Name: Ceri Charlton
Title: Group Information Security Manager
Degree: M.Sc (Distinction) in Information Security and Computer Crime, 1st Class B.Sc., with Honours, in Computer Studies
Years in IT: 14
Years in cybersecurity: 11
Cybersecurity certifications: CCSP, CISSP, Former QSA and PA-QSA, PCIP, Ethical Ninja (Grade 1)
How did you decide upon a career in cybersecurity?
When I first went into computing, I wanted to work on all aspects – and cybersecurity lets me remain involved in all areas. I also love how fast-paced and varied the field is, as you are always learning. I also foresaw, fairly accurately, the rise of social media, web 2.0 and general tendencies to put more of our lives online and hence, the value of the assets to be protected would increase exponentially.

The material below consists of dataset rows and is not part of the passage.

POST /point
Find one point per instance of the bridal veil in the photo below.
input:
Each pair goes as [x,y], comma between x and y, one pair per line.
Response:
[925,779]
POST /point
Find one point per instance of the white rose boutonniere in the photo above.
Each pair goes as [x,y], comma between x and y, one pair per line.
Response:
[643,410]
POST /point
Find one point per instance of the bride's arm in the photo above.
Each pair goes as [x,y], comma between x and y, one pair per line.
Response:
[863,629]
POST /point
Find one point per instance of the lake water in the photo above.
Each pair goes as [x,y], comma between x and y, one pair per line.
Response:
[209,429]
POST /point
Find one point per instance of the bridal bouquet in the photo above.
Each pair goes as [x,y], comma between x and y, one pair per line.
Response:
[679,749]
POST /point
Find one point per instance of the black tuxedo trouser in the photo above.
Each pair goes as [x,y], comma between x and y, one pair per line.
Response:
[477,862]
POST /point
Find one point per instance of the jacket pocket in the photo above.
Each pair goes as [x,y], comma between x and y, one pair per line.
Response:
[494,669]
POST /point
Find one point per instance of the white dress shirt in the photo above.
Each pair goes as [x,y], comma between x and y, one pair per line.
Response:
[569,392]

Why did you get your CCSP®?
I saw Cloud as a growing field, and in 5-10 years, it will be the de facto way to host things. I also saw people and organisations claiming expertise in the subject that I didn’t feel they had – but at the same time, if I was not accredited, how could I stop them from feeling the same way about me? The fact that both the Cloud Security Alliance and (ISC)² were involved in the formation of the materials gave credibility to the certification.
What is a typical day like for you?
My days vary – I might be coordinating the management of a security incident in the morning, helping respond to regulatory requests over lunch and then working on security awareness materials for our employees in the afternoon. Once, for a week, I reviewed a day’s meetings, emails and calls and reached the conclusion that there are between 100 and 250 different topics that I provide input to in one way or another. I try to remind myself that you can’t get visibility of, much less address, every last risk to the extent that you might want to – so you have to prioritise the right things.
Can you tell us about a personal career highlight?
I managed to get a SaaS “Mega Vendor” to change their policy to share the results of penetration tests with their clients. Crucially, I was able to convince them to do so before upgrades occurred, so that it could be built into the decision whether or not to upgrade. This, in turn, created much more incentive for the vendor to fix vulnerabilities, as suddenly there was a spotlight on them. I think this level of transparency will become essential as we put more data with third parties.
How has the CCSP certification helped you in your career?
The CCSP has given me credibility to be a trusted advisor. It is also useful ammunition when challenging a vendor’s position - being able to quote the CCSP chapter and verse on best practices for how things should be done. So much so that I think it’s fair to say that possessing it was a factor in my success in changing policy with my SaaS vendor.
What is the most useful advice you have for other cloud security professionals?
As security people, we are naturally cautious about putting data with third parties. We need to be pragmatic and recognise that this is the way the world is going and the old days of everything being under our control are ending. Aside from upskilling in areas like vendor management, the best way to deal with this is to look for ways to improve security by putting things in the cloud.